Any kind of self-modification would be out of the question until the AGI has solved the problem of keeping its utility function intact.

That being said, it should be easier for an AGI to keep its code unmodified while solving a problem than for Gandhi not to eat.

That being said, it should be easier for an AGI to keep its code unmodified while solving a problem than for Gandhi not to eat.

That is not clear to me. If I haven't yet worked out how to architect myself such that my values remain fixed, I'm not sure on what basis I can be confident that observing or inferring new things about the world won't alter my values. And solving problems without observing or inferring new things about the world is a tricky problem.

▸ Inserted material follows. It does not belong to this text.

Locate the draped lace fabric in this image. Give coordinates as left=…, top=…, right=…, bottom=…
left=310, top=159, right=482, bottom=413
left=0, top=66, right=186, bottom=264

How would any epistemic insights change the terminal values you'd want to maximize? They'd change your actions pursuant to maximizing those terminal values, certainly, but your own utility function? Wouldn't that be orthogonality-threatening? edit: I remembered this may be a problem with e.g. AIXI[tl], but with an actual running AGI? Possibly.

If you cock up and define a terminal value that refers to a mutable epistemic state, all bets are off. Like Asimov's robots on Solaria, who act in accordance with the First Law, but have 'human' redefined not to include non-Solarians. Oops. Trouble is that in order to evaluate how you're doing, there has to be some coupling between values and knowledge, so you must prove the correctness of that coupling. But what is correct? Usually not too hard to define for the toy models we're used to working with, damned hard as a general problem.

Beats me, but I don't see how a system that's not guaranteed to keep its values fixed in the first place can be relied upon not to store its values in such a way that epistemic insights won't alter them. If there's some reason I should rely on it not to do so, I'd love an explanation (or pointer to an explanation) of that reason.

Certainly, I have no confidence that I'm architected so that epistemic insights can't alter whatever it is in my brain that we're talking about when we talk about my "terminal values."